I wear two hats. One is my green trading hat. The other hat is a yellow investing hat. Why two hats? Because there are two different realms in finance in terms of how we accumulate money. These hats are metaphorical, but they serve a distinct purpose. Here are 10 key reasons to be both a trader and investor.
Your green hat is for trading because it means go. Trading is about timing, getting in out, and picking the most opportune time to get in out. To trade you have to have a different mindset. You have to have high and low parameters that are unemotional. A trade is a short term move that is designed for a profit at that time.
Yellow is for caution; we should always be cautious with an investment. An investment is a longer-term holding. It is something that you plan for the future, will go up in value. An investment should still be watched, but it does not have to be watched daily. The trend of the investment should be watched, but not so much the day to day move. It should be more closely watch when picking it as far as what you think a long-term trend will be.

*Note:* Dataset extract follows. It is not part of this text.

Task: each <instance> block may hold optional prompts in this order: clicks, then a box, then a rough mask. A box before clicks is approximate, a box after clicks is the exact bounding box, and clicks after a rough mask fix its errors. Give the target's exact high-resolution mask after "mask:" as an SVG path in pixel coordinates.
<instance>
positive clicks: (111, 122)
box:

For short-term trading people should remember some things:
- These Are Trades People. Get In And Get Out – Have a set parameter as I said. I typically have a stop limit in my head. It goes below that and I am out of the trade. Now I have a stop gap to the upside as well. An example for me is this: if a stock has rose say 10%, if it pulls back 5%, I’m out of the trade. If it continues to go up, I let it ride. As soon as it pulls back 5% from whatever the high is, I’m out of the trade.
I used the numbers to simplify it. You can use your own set of parameters. Just make them concrete. Take emotion out of the equation. Even many professionals have been known to get caught up with the emotion of a supposed trade.
- When Out Of A Trade, Forget About It – I was guilty in my early trading days of looking back at the performance of my trades. I remember one specific trade. It was the first time a trade took off after I was out. I made 10% on the trade and got out. I watched as it did another 20%. Guess what happened with my next trade? I rode the win and held thinking I could get more. It went down to my stop loss.
- A Profit Is Not A Profit Unless It Is Booked – This goes back to the previous statement. Remember, any win is better than a loss. It’s okay to take a profit. You add capital for the next trade. If you are in the slightest bit concerned with whether to let it run or close out, sell it for the profit and forget it. Focus the energy on the next trade. This is just my opinion though.
- A Small Loss Is Better Than A Big Loss – This goes to the previous statement. Sometimes taking the loss is a necessity. A small loss is better than a big loss. Once again, if you start the inner discussions to sell, then it’s best to sell. This is where having a stop limit in your head is a good tool to have. Once again, like a gain, sell it and forget it. It does no good beating yourself up over a small loser. I have also seen people hold stocks thinking they HAD TO GO BACK UP. I saw it with a professor who bought Atari. Ouch comes to mind. It hurts me to still think of that trade of his.
- You WILL Have A Loser – I have had them. I guarantee you every person on TradingMarkets.com, and every adviser or trader, has had them. We are not perfect. You are not perfect. The key is to minimize your losses and maximize your gains. If you do this, you will be successful.
The yellow hat of mine has different rules:
- Research At The Start – To pick a good investment you must research it. You should be able to pitch to me that this is a good deal. You must want to OWN IT because of the long term benefits of the investment.
- Do Not Get Too Emotional Short Term – This is why I look weekly at my investments trends. If I watch the day to day moves of it, I would pull my hair out. This is for my long term future and my retirement. It’s not for the here and now. I am not saying that you are to ignore it or forget about it. Just don’t get overly emotional about it.
- It Should Be Income Producing – It should generate its return through income. Whether it’s through interest, dividends, rent, or inflation protection, it should generate a safe income return. That income should beat the inflation rate, with the hope of compounding.
- Stay Diversified – I saw this in 2008. People loaded with dividend stocks in their retirements where the dividends got cut. You should have other investments other than stocks. That’s why it’s investments. It is to be safe. Safety is diversification. I am under 30 and have some bond holding in my Roth IRA. Which leads me to….
- Keep Investing And Trading Accounts Separate – This has been a great thing for me. People should have separate accounts for both. There are days when I will do research for both and evaluate both. But, on a day to day basis I focus on the trading portfolio. Why? My stocks will still yield me my yield, my bonds will still yield me my yield, but barring major market moves, they will stay as is. Trading has more possible return, but comes with more risk and thus more attention should be paid.
I hope these ideas can be of service and help you as they have helped me. Both strategies are good and have their time and place. In the end it is about what suits you and your financial needs.